マイナスの矛盾定義

エリックの指がそっと私の唇をなぞった。



「私とお前の間にある壁は、私がお前に深く触れれば消えるのか?」



その質問の意味するところを雰囲気で理解することができた。


だから急に鼓動が速くなって、すぐに反応することができなかった。




「ニーナ、」



エリックの瞳が妙に熱っぽく私を見つめてくる。



「抱かせてくれ」




冬の冷たい風が私たちを通りすぎて行き、触れられた箇所だけが熱かった。
ハイクラスサービスを提供してくれると噂のこの都市随一のホテルは、組織の重要人を優先するらしく、すぐに部屋を借りることができた。





「無理をしていないか?」



私をベッドに押し倒したところで、エリックは私を見下ろして問うた。


何故そんなことを聞くのか疑問に思って見上げると、エリックは続けて言う。



「お前はこういった行為に良い思い出がないだろう」



良い思い出がないからといって嫌な思い出があるわけじゃない。


確かに客によっては痛い目や苦しい目にも合わされた。


それでも仕事として割り切っていたし、嫌な思い出というならもっと他の思い出がある。



「……平気です」



そういう意味では平気なのだが、さっきから妙に落ち着かない。


男の人に体を見られることは慣れているはずなのに、心臓が五月蝿い。



「苦しくなったら言ってくれ」



私を気遣うようにそう言ったエリックはゆっくり動き始めた。





他の男と幾度となくしてきた行為だったが、今までで1番身体が反応したように思う。


女の身体というものはやはり感情に支配されているらしい。


相手に好意的な感情があるからこそ感じるのかもしれない。


誰に触れられようと、刺激に対して身体が反応することはあった。


でもそれは身体がそういう風にできているからであって、エリックとの行為とは全然感じる度合いが違う。



大事にされてる感じがした。


初めて感じた欲情だった。


何もかもが違った。


知らない世界に迷い込んだ気になった。


だけど、エリックがちゃんと地図をくれる気がしたから怖くなかった。
事が終わると、エリックは腕枕をして私の頭を撫でた。


そんなことをされたのは初めてで――変な気持ちになった。



「……どうした?」


「え…?」


「痛かったのか?」



心配そうに聞いてくるから何故だろうと思ったが、涙が頬を伝う感触がして、そういうことかと納得した。



「いえ…これは違います」



おかしくなってきてクスクス笑う私を、エリックは不思議そうに見ている。



「幸せで」


「幸せ?」


「はい。

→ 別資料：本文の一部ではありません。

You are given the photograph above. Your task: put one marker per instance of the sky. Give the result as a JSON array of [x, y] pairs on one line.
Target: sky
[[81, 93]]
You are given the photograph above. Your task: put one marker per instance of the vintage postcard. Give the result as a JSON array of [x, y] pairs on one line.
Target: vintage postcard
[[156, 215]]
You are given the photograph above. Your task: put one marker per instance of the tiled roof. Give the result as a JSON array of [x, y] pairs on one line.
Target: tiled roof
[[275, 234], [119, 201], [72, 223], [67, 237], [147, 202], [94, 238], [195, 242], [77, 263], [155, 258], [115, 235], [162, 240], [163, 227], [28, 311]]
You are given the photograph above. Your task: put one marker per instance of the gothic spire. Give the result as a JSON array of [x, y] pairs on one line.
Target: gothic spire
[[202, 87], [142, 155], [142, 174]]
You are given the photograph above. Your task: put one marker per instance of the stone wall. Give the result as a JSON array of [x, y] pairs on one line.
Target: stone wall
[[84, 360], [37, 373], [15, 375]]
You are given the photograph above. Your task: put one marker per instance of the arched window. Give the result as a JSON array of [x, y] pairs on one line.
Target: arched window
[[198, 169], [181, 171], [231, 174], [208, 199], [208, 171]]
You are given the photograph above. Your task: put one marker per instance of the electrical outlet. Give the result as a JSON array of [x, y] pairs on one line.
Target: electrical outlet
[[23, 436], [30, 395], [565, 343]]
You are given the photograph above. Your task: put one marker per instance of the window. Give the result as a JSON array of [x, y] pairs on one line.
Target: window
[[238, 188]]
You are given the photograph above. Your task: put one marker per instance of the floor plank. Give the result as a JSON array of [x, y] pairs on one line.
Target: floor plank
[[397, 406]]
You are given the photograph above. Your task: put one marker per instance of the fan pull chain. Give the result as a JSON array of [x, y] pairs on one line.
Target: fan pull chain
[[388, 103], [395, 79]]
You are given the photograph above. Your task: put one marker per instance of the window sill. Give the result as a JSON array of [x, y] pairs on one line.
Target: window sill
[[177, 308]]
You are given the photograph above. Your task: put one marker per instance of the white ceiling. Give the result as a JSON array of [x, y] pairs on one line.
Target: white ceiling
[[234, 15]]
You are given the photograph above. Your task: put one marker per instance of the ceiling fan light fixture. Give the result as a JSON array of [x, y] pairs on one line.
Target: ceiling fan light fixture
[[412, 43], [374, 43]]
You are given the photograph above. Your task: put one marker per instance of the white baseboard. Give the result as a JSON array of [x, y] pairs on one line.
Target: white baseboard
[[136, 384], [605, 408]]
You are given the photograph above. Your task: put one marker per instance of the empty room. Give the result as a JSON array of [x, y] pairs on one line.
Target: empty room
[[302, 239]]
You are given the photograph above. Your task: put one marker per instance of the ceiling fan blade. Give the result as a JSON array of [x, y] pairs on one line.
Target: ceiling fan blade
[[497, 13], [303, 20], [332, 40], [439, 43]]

心がぽかぽかします」



我ながら他に表現がないものかと思うが、この表現が1番今の気持ちを表すのにぴったりだとも思う。



「そうか」



幸せだと言って涙を流す私を見て、エリックはとても幸せそうに微笑んだ。



「壁は無くなったか?」


「多分…」


「もう遠くに感じない?」


「そう…ですね。おかげさまで」



さっきまで感じていたモヤモヤはいくらか無くなったか気がする。



「…あの、あと」


「何だ?」


「他の女性に、したことのないことも、してほしいです」


「……」


「したことがあることでも別にいいんですが…たまにはエリックの初めてが欲しいなって思うんです」


「…そういうのを、」



エリックは私に視線を向けたままゆっくり起き上がる。



「殺し文句と言うんだ」



何故起きるのか分からずエリックをただ眺めていると、エリックの手が私の腰に触れた。



「2度連続ではしたことがない」


「……え、な、何を」



嫌な――予感がする。



「私の初めてが欲しいんだろう?」



――見下ろしてくるエリックは凄く悪い顔をしていた。



「何を逃げている?自分の発言には責任を持て」


「い、いや、エリック、あの、目が怖……」


「長い夜になりそうだ」



明日も仕事では……?という私の疑問は、片息となって消えていった。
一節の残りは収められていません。